Interrupted by the slump of the 1930’s and the two great wars, the world we now collectively refer to as the global economy witnessed its expansion in fits and starts. Following the great recession, seeds were sown for setting up institutional foundations of today’s international economy.
Countries that have evolved prudent policies in the face of a fast globalised world have made clever use of the renaissance of the world economy in the aftermath of depression. With greater integration amongst economies it has become easier for poor countries to assimilate innovative techniques in their policy making to allow them to come at par with richer ones.

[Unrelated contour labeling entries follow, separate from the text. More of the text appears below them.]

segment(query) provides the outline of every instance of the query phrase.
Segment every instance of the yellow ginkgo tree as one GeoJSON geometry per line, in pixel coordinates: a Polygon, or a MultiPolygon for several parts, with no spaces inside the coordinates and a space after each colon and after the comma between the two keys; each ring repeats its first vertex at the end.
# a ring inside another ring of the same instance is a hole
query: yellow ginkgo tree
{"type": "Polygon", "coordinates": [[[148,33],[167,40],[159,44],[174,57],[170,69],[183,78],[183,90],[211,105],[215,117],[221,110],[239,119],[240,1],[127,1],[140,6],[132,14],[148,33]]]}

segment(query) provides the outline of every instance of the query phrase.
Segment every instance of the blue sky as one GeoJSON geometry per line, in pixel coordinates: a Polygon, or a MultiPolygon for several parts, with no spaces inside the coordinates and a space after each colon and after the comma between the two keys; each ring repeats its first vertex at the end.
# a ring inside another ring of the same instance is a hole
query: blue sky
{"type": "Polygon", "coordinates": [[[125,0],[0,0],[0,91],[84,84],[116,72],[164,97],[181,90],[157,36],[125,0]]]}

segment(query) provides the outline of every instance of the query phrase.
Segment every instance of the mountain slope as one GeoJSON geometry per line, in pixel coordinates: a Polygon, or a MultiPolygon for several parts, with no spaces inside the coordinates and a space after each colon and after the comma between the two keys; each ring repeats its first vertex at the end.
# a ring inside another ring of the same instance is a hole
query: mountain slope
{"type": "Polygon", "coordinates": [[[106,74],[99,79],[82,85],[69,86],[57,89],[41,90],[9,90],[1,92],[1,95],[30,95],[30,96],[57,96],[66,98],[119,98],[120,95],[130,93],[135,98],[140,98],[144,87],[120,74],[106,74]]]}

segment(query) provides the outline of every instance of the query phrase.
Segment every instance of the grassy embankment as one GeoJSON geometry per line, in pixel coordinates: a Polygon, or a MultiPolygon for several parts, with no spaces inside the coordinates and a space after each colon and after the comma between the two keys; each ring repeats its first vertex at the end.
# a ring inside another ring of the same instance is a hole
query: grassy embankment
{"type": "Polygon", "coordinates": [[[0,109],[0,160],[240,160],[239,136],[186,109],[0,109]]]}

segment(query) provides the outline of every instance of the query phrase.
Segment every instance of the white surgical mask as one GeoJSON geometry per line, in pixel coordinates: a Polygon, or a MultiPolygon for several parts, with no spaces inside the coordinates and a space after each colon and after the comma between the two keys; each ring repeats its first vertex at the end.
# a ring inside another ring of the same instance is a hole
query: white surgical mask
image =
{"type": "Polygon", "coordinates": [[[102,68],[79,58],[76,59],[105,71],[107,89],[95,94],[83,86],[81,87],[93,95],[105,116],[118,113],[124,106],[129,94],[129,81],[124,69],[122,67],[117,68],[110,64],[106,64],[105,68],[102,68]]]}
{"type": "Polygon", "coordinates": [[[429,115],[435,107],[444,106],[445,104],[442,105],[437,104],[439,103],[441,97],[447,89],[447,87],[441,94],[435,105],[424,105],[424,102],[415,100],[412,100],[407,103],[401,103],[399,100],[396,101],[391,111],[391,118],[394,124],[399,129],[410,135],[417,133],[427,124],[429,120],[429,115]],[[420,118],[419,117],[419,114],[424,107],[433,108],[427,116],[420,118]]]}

The best example that comes to mind when one analyses these changing growth patterns amongst countries are the thirteen success cases from the post-war period. These include Botswana, Brazil, China, Hong Kong, Indonesia, Japan, Korea, Malaysia, Malta, Oman, Singapore, Taiwan and Thailand. The success stories of these economies highlight the fact that achieving sustainable growth is quite possible, 13 economies of the world have achieved it. On the other hand, it highlights that achieving sustained growth is not an easy task since only 13 countries have done it. While certain economists and people tend to refer to these cases as ‘economic miracles’ I tend to disagree with that perception.
Six of the 13 economies continued their path to become high income countries, while others lost their momentum long before they could catch the leading economies in the developed world. A striking example that stands out amongst these countries is that of Brazil, where economic growth fizzled out at the time of the second oil shock of 1979.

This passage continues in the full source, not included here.